At a glance
As told to Susan Muldowney
Question: “The behaviour of senior executives can permeate both the internal and external organisational environment. How can the ethics of senior executives lead to ‘organised hypocrisy’, where there is a disconnect between talk and action?”
Answer: To achieve outcomes collectively, organisations require employees to participate in a certain way, to conform and follow certain directions, behaviours, rules and instructions of senior executives. Organisations expect employees to implement their instructions without deviation.
Disconnects between decision-making and action can occur within an organisation or within its external environment due to strategy, miscommunication or changing demands and logic, resulting in organised hypocrisy. This disconnect can even occur in organisations with the world’s best practices and highly efficient processes.
Senior executives set the direction, targets, tone and culture of an organisation. The board and shareholders may set strategy and key objectives. However, the executive implements the objectives and works across the organisation to deliver internal and external outcomes.
Executives usually accept certain socially acceptable, regulatory or moral constraints in pursuing organisational objectives.
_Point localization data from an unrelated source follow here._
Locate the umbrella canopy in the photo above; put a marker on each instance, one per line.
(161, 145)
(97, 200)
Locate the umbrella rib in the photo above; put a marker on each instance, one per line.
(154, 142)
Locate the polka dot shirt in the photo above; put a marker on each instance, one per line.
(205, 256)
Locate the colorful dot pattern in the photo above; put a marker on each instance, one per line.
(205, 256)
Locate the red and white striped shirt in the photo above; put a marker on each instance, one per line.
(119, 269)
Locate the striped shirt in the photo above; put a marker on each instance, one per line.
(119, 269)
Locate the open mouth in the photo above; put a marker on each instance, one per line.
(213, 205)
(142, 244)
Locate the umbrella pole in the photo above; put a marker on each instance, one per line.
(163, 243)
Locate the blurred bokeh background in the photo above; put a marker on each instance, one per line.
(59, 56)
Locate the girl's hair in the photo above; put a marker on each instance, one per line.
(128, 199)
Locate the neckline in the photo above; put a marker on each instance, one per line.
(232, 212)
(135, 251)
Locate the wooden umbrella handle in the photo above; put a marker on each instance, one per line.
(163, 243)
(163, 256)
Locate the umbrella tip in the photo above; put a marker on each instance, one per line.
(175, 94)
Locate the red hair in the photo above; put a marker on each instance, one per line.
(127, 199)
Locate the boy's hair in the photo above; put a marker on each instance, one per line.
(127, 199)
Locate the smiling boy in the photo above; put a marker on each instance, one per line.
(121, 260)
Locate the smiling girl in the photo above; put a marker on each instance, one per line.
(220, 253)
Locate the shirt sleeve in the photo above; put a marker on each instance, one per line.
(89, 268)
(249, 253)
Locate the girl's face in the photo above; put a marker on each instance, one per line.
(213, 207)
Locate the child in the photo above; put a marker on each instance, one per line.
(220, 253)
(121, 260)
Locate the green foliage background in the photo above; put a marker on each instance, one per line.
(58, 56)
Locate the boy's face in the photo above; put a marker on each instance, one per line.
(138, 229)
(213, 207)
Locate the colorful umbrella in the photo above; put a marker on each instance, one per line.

However, executives can lose sight and act inappropriately, either knowingly or unwittingly.
Even those of good character who are skilled at moral reasoning can engage in unethical conduct due to psychological shortcomings, social pressures, organisational stresses and prevailing situational factors that encourage those decisions.
Under pressure, employees of reputable organisations can act inappropriately or unethically in order to meet internal performance demands and organisational expectations, as part of an overall organisational strategy. Both leaders and employees can become party to organised hypocrisy.
Executives can influence their employees' ethics-related conduct through their behaviours and actions because employees view their relationship with leaders and managers as a social exchange. Executives need to be cognisant of disconnects between their organisational talk, decisions and actions or organised hypocrisy in their external and internal activities.
Executives should ask: are we truthfully and realistically marketing and representing our products and services to consumers? Do we have disconnects between what we say and what we do? Are we complying with socially accepted norms, and if not, why not?